Coding workflows and model mixing

  • Split experiences: some say Gemini 2.5 Pro is their primary coder and “uncontested king,” others say they’ve “never gotten a single useful result” compared to Sonnet 4.5 or GPT‑5 Codex.
  • Common pattern:
    • Gemini for big-picture design, understanding large codebases, or one-shot analyses.
    • Claude Code / Codex CLI / Cursor for agentic editing, CLI use, and multi-file work.
  • Tools like repomix + Gemini (via AI Studio or CLI) are popular for loading entire repos, but people see effective limits around ~50k–256k tokens.

Creative writing and authenticity debate

  • Some argue Gemini (or Deepseek at extreme temperatures) is uniquely good for generating surprising, high-quality raw text and for critiquing human writing.
  • Others see LLM-assisted “creative writing” as inauthentic, especially in collaborative storytelling (e.g., D&D); counter-argument is that outcomes and reader experience matter more than process.
  • High-temperature sampling, SVG/generative art, and “pelican riding a bike” benchmarks spark debate: fun, visual proxies vs. shallow, overfitted party tricks.

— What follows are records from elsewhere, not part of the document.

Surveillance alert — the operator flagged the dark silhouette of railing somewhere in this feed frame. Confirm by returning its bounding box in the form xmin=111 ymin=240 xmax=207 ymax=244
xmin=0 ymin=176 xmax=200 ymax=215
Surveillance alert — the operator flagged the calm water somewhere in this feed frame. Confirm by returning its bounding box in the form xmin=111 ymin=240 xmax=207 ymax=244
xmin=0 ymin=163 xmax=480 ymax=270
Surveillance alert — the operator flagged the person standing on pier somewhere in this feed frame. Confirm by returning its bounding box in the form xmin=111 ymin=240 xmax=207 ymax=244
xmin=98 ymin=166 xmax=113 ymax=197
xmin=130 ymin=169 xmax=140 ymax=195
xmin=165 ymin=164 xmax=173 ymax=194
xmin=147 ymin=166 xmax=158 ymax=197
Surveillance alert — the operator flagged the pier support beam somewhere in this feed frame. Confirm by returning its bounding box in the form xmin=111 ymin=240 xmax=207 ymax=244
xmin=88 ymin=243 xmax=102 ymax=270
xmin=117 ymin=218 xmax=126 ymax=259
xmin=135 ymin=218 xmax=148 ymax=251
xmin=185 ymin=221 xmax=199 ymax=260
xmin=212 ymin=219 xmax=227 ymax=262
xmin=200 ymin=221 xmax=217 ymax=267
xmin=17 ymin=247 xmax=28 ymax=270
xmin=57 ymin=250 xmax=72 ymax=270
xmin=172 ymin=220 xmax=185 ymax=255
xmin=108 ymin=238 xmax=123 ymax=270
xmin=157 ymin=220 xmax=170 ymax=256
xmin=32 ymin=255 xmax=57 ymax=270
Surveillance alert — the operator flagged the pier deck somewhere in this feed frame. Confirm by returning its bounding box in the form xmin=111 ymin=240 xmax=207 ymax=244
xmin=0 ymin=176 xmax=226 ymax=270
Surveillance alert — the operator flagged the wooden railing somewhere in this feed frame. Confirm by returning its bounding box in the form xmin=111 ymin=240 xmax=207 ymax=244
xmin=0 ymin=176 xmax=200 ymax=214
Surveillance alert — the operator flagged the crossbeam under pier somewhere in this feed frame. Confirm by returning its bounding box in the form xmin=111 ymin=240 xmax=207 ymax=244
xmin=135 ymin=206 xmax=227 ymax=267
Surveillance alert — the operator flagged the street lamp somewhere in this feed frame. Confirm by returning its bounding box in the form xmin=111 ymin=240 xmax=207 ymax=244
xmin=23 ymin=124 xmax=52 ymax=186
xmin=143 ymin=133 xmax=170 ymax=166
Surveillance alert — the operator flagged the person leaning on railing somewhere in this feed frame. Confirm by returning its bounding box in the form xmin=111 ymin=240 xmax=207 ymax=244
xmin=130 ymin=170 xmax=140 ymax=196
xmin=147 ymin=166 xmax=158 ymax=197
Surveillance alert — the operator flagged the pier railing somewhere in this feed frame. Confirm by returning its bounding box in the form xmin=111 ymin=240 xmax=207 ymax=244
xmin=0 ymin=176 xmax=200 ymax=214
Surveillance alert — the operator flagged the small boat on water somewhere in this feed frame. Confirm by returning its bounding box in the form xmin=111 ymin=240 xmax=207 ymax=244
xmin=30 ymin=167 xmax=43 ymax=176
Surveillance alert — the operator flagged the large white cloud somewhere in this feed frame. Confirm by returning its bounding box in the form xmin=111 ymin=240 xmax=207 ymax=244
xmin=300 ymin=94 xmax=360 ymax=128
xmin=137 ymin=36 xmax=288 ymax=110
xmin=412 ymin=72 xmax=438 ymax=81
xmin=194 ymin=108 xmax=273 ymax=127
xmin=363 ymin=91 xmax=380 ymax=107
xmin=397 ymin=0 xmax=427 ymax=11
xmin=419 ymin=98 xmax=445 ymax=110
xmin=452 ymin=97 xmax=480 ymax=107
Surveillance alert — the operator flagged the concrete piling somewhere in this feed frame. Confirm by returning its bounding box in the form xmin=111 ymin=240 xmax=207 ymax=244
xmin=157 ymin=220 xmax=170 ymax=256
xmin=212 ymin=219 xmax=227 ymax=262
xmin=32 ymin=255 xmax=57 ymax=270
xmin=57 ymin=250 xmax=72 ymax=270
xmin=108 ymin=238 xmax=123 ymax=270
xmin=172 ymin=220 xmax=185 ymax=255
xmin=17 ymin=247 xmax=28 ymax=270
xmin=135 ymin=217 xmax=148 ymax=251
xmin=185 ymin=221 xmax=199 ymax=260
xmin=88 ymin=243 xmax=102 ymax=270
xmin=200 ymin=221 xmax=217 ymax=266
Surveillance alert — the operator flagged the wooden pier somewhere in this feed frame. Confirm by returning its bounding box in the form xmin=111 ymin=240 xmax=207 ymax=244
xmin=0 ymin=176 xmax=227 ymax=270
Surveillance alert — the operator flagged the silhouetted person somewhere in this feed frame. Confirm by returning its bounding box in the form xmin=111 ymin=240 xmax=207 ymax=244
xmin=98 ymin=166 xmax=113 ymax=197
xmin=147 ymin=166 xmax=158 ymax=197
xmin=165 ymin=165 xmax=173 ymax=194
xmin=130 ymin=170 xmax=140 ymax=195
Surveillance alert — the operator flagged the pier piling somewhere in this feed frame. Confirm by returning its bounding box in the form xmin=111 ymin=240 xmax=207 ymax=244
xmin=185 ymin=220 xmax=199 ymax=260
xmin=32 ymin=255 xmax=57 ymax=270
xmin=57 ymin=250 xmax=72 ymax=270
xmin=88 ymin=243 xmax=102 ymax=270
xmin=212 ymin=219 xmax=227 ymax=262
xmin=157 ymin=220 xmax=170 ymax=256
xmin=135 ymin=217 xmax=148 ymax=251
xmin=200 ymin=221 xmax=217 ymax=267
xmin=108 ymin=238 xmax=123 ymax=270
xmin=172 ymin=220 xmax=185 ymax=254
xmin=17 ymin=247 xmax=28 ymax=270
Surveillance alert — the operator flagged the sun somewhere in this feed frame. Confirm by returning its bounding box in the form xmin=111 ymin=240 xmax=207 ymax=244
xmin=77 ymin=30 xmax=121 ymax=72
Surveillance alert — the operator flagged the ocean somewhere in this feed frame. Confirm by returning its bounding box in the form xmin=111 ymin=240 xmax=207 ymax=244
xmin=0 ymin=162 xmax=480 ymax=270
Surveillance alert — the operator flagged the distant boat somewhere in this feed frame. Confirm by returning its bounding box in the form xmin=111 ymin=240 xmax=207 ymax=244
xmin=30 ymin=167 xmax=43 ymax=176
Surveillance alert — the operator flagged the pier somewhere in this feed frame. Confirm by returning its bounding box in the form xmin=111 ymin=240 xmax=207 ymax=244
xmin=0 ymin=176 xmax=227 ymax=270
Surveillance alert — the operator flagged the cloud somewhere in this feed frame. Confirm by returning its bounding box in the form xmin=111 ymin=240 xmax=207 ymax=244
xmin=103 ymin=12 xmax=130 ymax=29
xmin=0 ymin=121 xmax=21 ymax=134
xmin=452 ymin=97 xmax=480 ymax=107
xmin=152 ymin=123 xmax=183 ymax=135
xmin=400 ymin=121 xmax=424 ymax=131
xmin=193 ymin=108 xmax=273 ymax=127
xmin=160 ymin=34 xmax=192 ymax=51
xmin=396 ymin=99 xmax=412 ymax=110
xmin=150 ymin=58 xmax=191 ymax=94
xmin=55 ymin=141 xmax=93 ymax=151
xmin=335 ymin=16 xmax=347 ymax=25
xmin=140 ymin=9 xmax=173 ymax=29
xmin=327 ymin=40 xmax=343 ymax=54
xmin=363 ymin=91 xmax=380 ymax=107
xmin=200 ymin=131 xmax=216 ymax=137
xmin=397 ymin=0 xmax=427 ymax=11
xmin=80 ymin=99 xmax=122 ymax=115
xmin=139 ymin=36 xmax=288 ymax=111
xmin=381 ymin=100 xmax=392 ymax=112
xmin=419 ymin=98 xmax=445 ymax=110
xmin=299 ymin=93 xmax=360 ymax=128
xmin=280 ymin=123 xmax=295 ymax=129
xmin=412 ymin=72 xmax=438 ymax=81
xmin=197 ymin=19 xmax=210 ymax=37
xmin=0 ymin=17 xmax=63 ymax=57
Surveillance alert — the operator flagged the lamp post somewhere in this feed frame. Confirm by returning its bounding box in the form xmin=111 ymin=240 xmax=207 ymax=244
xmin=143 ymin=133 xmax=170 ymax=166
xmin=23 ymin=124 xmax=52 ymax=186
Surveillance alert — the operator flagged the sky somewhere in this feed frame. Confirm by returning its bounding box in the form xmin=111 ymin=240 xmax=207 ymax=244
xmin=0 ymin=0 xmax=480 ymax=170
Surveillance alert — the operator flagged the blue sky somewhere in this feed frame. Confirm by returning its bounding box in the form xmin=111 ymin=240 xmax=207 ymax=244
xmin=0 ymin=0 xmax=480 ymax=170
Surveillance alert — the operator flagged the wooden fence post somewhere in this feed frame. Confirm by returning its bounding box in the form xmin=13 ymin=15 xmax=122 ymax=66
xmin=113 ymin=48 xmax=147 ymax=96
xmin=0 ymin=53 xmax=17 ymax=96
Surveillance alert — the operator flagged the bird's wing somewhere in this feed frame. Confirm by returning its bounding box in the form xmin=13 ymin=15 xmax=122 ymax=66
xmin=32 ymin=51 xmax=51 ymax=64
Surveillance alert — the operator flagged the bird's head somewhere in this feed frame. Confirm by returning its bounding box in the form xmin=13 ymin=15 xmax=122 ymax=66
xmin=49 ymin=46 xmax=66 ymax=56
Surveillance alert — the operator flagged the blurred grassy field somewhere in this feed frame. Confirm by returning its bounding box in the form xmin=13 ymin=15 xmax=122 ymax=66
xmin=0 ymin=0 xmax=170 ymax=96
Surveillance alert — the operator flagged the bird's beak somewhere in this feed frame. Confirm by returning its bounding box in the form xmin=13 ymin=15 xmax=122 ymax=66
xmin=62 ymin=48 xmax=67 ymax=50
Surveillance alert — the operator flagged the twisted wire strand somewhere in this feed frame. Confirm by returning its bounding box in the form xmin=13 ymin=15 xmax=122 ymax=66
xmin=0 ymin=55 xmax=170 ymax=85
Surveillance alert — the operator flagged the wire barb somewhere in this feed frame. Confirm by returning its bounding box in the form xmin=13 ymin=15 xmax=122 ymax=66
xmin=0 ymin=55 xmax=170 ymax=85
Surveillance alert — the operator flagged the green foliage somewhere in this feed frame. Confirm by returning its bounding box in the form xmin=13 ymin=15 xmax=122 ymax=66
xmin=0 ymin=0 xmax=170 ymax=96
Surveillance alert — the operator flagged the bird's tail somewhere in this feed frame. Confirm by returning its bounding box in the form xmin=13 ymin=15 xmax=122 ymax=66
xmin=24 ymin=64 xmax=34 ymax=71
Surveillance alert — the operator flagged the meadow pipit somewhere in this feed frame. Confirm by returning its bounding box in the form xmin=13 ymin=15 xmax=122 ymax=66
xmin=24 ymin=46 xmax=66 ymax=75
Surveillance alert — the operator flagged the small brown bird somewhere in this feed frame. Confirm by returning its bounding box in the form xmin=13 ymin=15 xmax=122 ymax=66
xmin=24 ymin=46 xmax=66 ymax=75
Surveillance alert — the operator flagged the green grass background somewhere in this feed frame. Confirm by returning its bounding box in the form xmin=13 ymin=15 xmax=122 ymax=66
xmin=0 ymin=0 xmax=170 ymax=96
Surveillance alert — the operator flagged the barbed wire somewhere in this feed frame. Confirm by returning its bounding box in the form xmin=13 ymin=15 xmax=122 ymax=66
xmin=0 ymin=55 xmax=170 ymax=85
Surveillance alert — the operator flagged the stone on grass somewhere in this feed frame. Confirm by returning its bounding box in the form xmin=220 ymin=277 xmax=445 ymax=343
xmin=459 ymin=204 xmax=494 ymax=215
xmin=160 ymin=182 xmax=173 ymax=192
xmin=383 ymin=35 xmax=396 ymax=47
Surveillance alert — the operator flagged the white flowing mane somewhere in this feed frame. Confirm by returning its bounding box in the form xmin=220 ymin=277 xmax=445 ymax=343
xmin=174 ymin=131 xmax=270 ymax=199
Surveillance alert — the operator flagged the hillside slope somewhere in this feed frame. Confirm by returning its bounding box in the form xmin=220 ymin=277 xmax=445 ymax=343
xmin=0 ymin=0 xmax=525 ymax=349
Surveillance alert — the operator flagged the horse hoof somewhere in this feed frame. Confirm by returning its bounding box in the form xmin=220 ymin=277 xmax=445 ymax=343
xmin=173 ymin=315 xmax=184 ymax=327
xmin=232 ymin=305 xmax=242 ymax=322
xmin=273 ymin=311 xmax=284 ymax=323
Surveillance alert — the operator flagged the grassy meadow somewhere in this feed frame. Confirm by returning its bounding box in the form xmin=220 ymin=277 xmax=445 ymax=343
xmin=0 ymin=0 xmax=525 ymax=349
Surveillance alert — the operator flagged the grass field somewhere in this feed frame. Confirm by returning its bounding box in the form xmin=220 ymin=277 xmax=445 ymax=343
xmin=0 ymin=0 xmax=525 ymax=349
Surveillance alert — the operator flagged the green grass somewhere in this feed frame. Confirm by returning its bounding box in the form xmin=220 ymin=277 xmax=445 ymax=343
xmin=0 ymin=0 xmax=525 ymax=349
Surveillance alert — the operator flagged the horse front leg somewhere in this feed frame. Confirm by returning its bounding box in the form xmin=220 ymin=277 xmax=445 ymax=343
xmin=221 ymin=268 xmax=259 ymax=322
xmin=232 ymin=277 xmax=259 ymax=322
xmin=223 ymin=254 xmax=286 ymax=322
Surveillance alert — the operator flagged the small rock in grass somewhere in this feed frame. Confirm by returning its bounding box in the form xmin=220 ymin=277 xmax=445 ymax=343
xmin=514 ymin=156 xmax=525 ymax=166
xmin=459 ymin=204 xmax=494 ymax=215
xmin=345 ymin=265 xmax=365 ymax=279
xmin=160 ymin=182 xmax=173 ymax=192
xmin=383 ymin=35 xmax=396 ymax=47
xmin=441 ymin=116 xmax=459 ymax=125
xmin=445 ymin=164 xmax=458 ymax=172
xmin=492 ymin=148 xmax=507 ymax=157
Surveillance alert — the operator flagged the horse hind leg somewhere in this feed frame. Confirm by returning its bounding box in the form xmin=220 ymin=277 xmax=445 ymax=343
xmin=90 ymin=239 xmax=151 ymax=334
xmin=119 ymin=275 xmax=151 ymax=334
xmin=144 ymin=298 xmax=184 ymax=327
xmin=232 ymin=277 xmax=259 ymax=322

Product confusion and internal status

  • Confusion over Google’s many fronts: Gemini app/site, AI Studio, AI Mode, AI Overviews, and fine‑tuned “Gemini for Google” variants; users want clearer guidance on when to use what.
  • Googlers in the thread say Gemini 3.0 is not broadly available internally yet; most internal coding tools still run 2.5-based models.

Divergent experiences and benchmarking difficulty

  • Commenters note that wildly different tasks, prompting skill, expectations, and tolerance for fixing AI output lead to seemingly contradictory opinions.
  • Many now routinely run the same prompt across multiple models and pick the best, instead of betting on a single “winner.”